Que recouvrent les coûts de construction ?

Les montants indiqués sont donc ceux qui ressortent des comptes du donneur d’ordre, à l’initiative de la construction d’un nouvel immeuble.
Pour éviter des confusions souvent rencontrées, on doit se donner une définition stricte de ce qui est recouvert par les données observées. Celle ici retenue correspond à ce qui est appelé “coûts techniques” chez beaucoup de professionnels et qui recouvre la somme de ce que le maître d’ouvrage doit payer à des prestataires spécialisés, les “locateurs d’ouvrage”, pour que, sur un terrain qui lui appartient, soit conçu et construit un nouvel immeuble. Cela comprend donc :
– les missions confiées à des prestataires intellectuels, pour concevoir le nouvel immeuble et conduire sa réalisation : architectes, bureaux d’études techniques, maître d’œuvres d’exécution, pilotes de chantier, contrôleurs techniques ;
– les marchés de travaux passés avec des entreprises de BTP, que ceux-ci soient passés « en entreprise générale” – c’est à dire globalement à une entreprise principale qui sous-traite à des corps d’états spécialisés – ou « par corps d’état séparés”- le maître d’ouvrage a alors un lien de droit direct avec chacun des corps d’état qui interviennent.
Cela ne contient donc pas les autres frais du maître d’ouvrage, qui peuvent être considérables :
– les taxes liées à la construction et les droits forfaitaires exigés pour le raccordement aux réseaux ;
– les prestataires assistant le maître d’ouvrage pour des tâches qui ne sont pas directement liées à la construction de l’immeuble (comptables, conseils divers, courtiers) ;
– les assurances relevant du maître d’ouvrage (mais celles des prestataires sont inclues dans leurs marchés) ;
– les frais financiers ;
– les frais commerciaux, pour les maîtres d’ouvrage qui construisent pour vendre ;
– la TVA. L’incidence de la TVA varie selon la nature des maîtres d’ouvrage et leur place dans le processus de production.

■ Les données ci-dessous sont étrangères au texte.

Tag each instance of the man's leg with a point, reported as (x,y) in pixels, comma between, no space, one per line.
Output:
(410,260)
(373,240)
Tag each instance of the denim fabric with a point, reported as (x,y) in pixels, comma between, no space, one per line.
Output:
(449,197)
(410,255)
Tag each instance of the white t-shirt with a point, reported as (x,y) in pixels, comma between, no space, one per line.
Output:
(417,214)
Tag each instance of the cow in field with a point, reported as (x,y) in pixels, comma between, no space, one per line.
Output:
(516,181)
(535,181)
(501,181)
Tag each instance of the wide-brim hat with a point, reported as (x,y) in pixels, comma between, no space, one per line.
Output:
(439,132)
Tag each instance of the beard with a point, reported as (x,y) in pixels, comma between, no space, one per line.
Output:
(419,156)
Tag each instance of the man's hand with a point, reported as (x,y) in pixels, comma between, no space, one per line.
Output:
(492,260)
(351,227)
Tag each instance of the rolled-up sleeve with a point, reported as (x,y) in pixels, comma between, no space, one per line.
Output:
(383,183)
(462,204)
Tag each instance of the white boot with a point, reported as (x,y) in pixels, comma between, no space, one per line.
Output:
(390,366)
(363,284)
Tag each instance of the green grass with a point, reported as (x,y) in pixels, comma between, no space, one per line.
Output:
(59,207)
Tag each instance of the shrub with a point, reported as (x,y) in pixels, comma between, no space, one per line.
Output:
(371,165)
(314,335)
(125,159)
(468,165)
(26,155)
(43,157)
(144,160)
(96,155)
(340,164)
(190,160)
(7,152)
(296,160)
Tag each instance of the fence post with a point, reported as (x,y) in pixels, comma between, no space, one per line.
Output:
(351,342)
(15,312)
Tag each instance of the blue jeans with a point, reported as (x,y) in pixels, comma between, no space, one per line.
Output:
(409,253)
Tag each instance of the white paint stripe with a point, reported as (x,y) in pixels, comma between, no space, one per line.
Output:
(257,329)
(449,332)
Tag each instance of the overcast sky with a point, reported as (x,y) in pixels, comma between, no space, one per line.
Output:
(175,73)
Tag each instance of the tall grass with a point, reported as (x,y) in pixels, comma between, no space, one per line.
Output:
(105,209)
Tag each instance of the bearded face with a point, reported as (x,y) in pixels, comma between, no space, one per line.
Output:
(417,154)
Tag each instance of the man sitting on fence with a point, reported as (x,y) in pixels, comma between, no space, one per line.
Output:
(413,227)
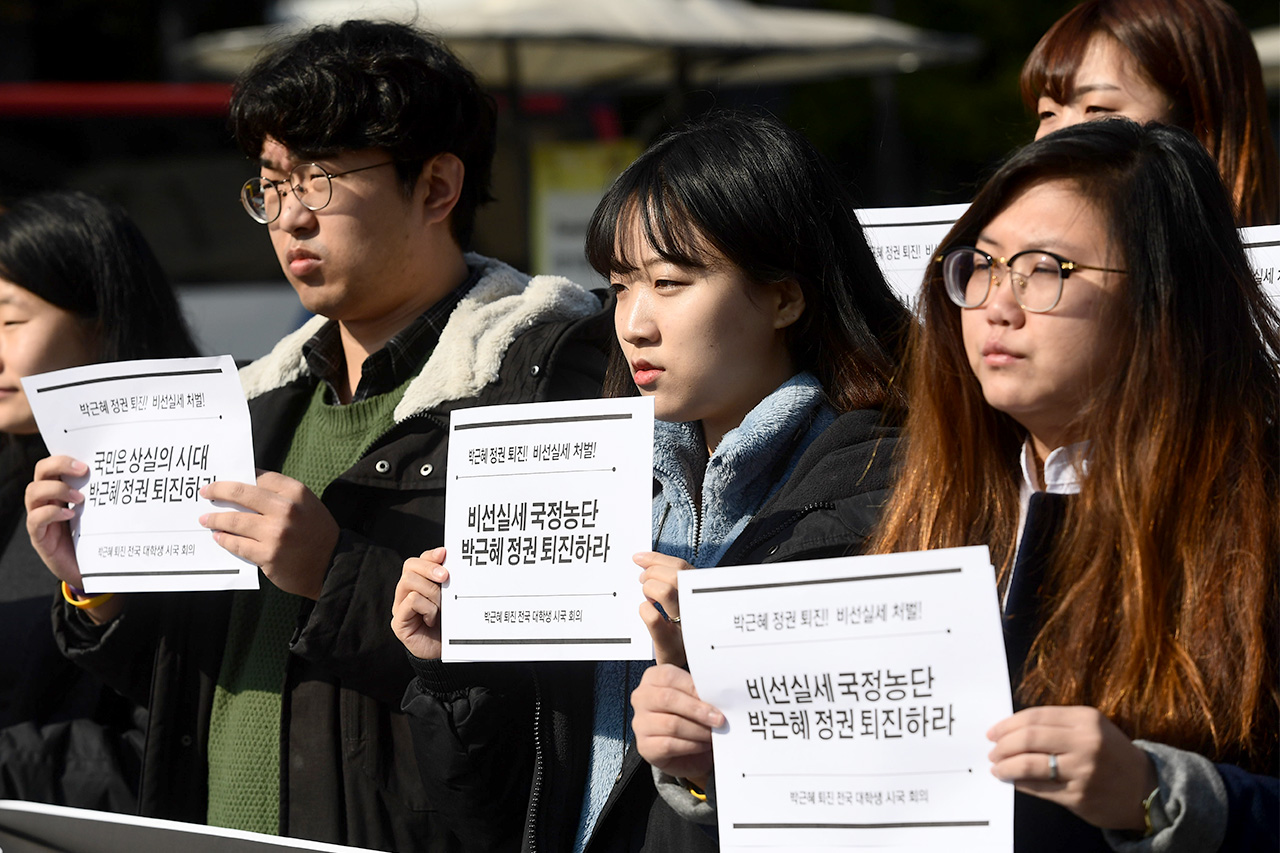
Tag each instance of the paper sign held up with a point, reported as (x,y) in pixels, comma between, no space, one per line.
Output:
(545,506)
(152,433)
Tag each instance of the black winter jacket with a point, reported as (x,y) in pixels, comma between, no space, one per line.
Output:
(519,762)
(347,770)
(64,737)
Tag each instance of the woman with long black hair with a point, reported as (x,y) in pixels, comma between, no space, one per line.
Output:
(78,284)
(1095,395)
(750,308)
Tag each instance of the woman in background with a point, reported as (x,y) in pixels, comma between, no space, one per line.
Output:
(1189,63)
(78,284)
(1095,395)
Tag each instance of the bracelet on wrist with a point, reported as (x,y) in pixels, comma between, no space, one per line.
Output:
(694,789)
(1146,812)
(77,598)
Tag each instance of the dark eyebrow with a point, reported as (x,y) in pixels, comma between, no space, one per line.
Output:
(1095,87)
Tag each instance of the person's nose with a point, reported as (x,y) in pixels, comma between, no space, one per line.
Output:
(1001,305)
(295,215)
(636,318)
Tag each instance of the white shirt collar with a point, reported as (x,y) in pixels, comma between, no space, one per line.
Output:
(1063,469)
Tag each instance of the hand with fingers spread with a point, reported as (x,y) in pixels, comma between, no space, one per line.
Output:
(50,503)
(416,610)
(1078,758)
(50,506)
(287,532)
(659,585)
(672,725)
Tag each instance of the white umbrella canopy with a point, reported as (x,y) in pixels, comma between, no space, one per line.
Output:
(1267,44)
(627,44)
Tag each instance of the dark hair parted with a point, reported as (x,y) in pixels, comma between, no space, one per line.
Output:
(371,85)
(1160,601)
(90,259)
(760,196)
(1202,56)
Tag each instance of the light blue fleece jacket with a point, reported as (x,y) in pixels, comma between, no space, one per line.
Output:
(748,466)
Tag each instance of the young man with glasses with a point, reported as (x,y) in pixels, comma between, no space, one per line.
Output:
(278,710)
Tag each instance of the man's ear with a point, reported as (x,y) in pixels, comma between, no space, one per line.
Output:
(786,299)
(440,185)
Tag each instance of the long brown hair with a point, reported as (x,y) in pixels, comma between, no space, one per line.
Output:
(1202,56)
(766,200)
(1160,598)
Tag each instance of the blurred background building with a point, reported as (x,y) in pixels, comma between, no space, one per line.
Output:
(914,100)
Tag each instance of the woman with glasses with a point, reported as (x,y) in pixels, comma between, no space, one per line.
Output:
(1095,395)
(78,284)
(1189,63)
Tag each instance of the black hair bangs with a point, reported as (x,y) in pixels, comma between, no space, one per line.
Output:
(640,205)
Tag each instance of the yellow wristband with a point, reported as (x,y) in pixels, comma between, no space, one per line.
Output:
(1146,812)
(85,603)
(694,789)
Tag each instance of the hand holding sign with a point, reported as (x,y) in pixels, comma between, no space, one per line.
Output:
(50,506)
(149,434)
(287,530)
(416,612)
(661,610)
(672,725)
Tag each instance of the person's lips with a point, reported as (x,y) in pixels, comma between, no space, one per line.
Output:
(645,373)
(302,261)
(996,354)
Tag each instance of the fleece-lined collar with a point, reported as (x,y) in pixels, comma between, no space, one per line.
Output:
(750,463)
(503,304)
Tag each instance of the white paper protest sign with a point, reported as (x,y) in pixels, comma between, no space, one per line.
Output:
(547,503)
(904,241)
(152,433)
(858,693)
(1262,243)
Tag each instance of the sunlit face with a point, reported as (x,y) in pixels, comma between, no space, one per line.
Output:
(1109,82)
(35,337)
(1042,368)
(348,260)
(705,343)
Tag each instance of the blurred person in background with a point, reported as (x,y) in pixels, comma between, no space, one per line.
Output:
(78,284)
(1095,395)
(1189,63)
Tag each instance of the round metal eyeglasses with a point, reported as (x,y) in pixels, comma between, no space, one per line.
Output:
(1036,277)
(310,183)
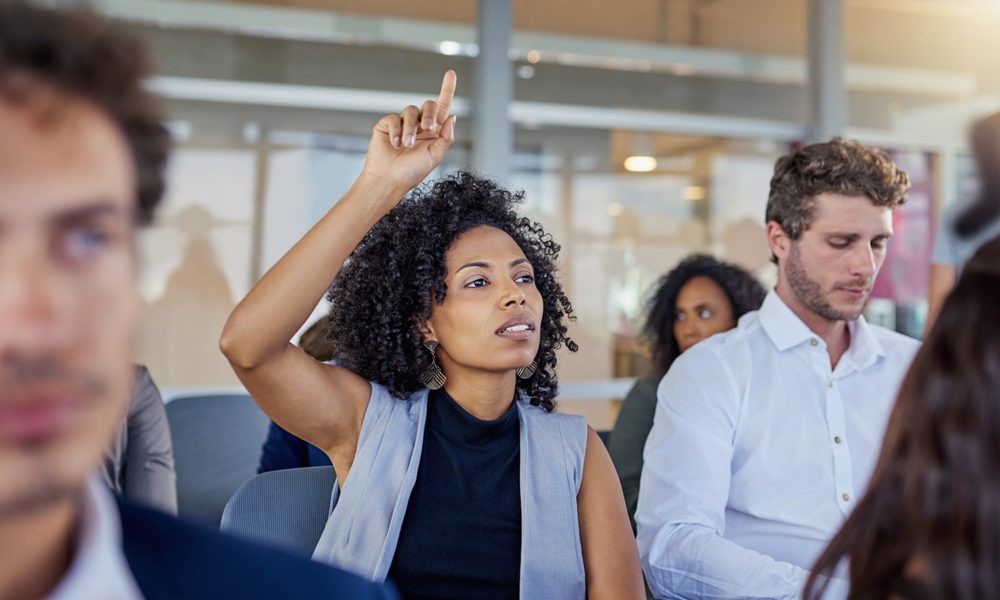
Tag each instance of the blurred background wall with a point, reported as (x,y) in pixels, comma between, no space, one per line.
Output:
(271,103)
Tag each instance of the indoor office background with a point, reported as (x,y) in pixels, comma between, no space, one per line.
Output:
(271,103)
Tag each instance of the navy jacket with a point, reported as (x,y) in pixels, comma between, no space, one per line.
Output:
(173,559)
(283,450)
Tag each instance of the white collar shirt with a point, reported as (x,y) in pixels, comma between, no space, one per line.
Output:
(98,568)
(758,452)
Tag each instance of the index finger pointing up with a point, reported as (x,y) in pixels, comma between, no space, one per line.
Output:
(446,95)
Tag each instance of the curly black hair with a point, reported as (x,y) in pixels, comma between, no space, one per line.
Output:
(745,293)
(391,281)
(84,56)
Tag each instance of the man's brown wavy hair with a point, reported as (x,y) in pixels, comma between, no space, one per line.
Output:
(79,55)
(840,167)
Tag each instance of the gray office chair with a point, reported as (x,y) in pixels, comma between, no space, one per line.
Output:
(286,508)
(217,441)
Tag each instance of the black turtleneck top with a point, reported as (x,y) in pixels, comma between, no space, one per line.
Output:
(461,535)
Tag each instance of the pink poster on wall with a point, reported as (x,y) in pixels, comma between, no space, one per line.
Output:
(904,276)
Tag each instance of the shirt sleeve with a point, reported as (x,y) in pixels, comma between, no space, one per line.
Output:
(685,487)
(149,475)
(635,418)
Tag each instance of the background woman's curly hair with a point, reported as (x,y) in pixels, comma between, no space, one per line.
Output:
(391,282)
(745,293)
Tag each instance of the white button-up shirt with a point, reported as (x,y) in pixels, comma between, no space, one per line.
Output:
(98,568)
(757,453)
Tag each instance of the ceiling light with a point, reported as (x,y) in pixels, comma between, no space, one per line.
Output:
(640,164)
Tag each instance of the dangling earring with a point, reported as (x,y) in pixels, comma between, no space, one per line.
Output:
(433,377)
(527,372)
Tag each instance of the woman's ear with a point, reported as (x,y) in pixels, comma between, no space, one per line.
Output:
(427,332)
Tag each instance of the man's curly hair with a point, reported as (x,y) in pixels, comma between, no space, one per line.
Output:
(394,278)
(83,56)
(839,166)
(745,293)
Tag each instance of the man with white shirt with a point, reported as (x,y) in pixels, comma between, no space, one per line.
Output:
(82,152)
(765,436)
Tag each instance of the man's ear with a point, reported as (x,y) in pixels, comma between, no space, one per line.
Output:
(778,241)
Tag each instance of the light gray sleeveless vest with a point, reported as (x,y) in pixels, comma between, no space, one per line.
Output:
(368,509)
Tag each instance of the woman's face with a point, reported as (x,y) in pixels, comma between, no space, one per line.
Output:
(702,310)
(490,319)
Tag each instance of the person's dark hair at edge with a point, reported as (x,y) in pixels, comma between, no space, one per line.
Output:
(839,166)
(391,282)
(984,137)
(929,524)
(78,54)
(745,293)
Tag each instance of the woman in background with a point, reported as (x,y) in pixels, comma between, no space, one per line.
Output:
(700,297)
(929,525)
(966,225)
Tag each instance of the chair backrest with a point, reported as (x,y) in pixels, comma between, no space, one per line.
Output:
(217,441)
(286,508)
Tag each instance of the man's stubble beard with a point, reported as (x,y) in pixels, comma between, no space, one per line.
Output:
(810,293)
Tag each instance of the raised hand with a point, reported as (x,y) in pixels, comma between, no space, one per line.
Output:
(406,147)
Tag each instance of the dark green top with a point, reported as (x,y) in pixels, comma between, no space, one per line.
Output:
(635,419)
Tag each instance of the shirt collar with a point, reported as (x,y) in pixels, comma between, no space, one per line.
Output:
(787,330)
(98,569)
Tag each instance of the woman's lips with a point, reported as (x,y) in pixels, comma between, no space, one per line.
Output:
(518,328)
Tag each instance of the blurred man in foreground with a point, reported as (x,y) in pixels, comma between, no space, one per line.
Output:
(81,164)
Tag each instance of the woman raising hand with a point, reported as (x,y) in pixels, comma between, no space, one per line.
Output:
(456,478)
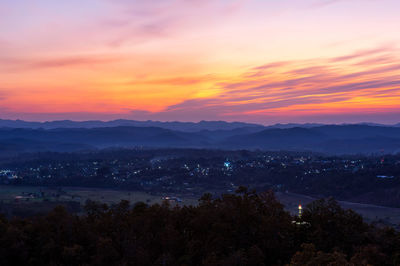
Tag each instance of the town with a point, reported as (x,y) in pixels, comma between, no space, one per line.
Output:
(191,172)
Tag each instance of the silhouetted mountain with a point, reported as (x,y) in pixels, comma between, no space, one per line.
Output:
(332,139)
(327,139)
(180,126)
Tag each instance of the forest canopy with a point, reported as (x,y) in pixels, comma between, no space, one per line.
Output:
(245,228)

Pour neutraliser cette source de différence, les montants présentés sont tous exprimés hors taxes ;
– les frais généraux du maître d’ouvrage.
La construction de maisons “à l’unité” nécessite une définition particulière. En effet, dans ce cas, qui représente toujours plus de la moitié de la surface de plancher neuve construite chaque année en France, le maître d’ouvrage stricto sensu est le particulier qui est, ou se rend, propriétaire du terrain et y fait construire une maison. Pour cette construction, dans la très grande majorité des cas, il a recours à un constructeur de maisons individuelles, professionnel spécialisé appelé CMI dans le jargon professionnel – “pavillonneur” par ceux qui ne l’aiment pas. Celui-ci n’est pas, à proprement parler, un entrepreneur de bâtiment, il ne dispose pas de personnel de chantier ni de matériel technique mais c’est un ensemblier, qui prend la responsabilité globale de la construction et a lui-même recours aux entreprises et locateurs d’ouvrages. Il y a alors, entre lui et le particulier qui “fait construire”, passation d’un contrat de construction de maison individuelle, dont la plupart des clauses sont fixées par la loi et d’ordre public. Ce contrat définit une obligation globale de résultat pour le CMI, recouvrant pour une part des coûts qui relèvent des autres frais du maître d’ouvrage dans les autres processus, promotion immobilière ou construction par un bailleur locatif. Retenir dans l’analyse le montant global de ce contrat fausserait donc la comparaison. Aussi, dans ce cas de la maison à l’unité avec intervention d’un CMI, les coûts de construction sont observés dans les comptes du CMI, considéré comme le maître d’ouvrage d’un point de vue économique.
Reste, pour les maisons, le cas des particuliers qui n’ont pas recours à un CMI, et passent effectivement des contrats distincts avec les locateurs d’ouvrage. Ils sont très minoritaires, le montant de leur projet est généralement plus élevé et les sources d’information sur les prix pratiqués sont très incertaines. Ils ne sont pas pris en compte dans les résultats présentés ici dont le champ, nonobstant cette lacune dont le volume est restreint, couvre plus de 90 % de la construction neuve de logements.
La qualité des prestations incorporées à l’immeuble construit a une incidence sur le coût. Pour rendre les choses comparables, les chiffres présentés sont calés sur les standards les plus courants intégrant les évolutions réglementaires des dernières années, et en particulier :
– isolation et systèmes de chauffage remplissant les obligations de la réglementation thermique RT 2012 ;
– pas de climatisation ;
– hauteurs sous plafond standard de 2,50 m, sols en parquets collés ou équivalent dans les pièces de vie, carrelages dans les pièces humides .
– équipement standard des salles d’eau. Pas de cuisine “équipée”, ni aucun ameublement.
A noter que l’observation porte sur des logements familiaux classiques, en maison ou en appartement, en excluant les résidences spécialisées et les différentes formes de logements-foyers. En outre les coûts intègrent l’obligation que le nouvel immeuble offre une place de stationnement de véhicule par logement, minimum exigé comme condition d’obtention du permis de construire jusqu’à une date récente (dans de très nombreux cas, c’est davantage). Depuis la loi ALUR cette contrainte, qui est une composante importante du prix, s’est allégée pour certains maîtres d’ouvrage, et dans certaines localisations. Cet assouplissement est trop récent et reste trop exceptionnel pour être intégré dans les chiffres présentés. Pour en ramener l’incidence à la surface construite, les résultats exposés prennent en compte 1 place pour 105 m² pour les maisons, et 1 place pour 60 m² pour les appartements en immeuble collectif, en considérant les surfaces moyennes des logements dans chacun de ces cas.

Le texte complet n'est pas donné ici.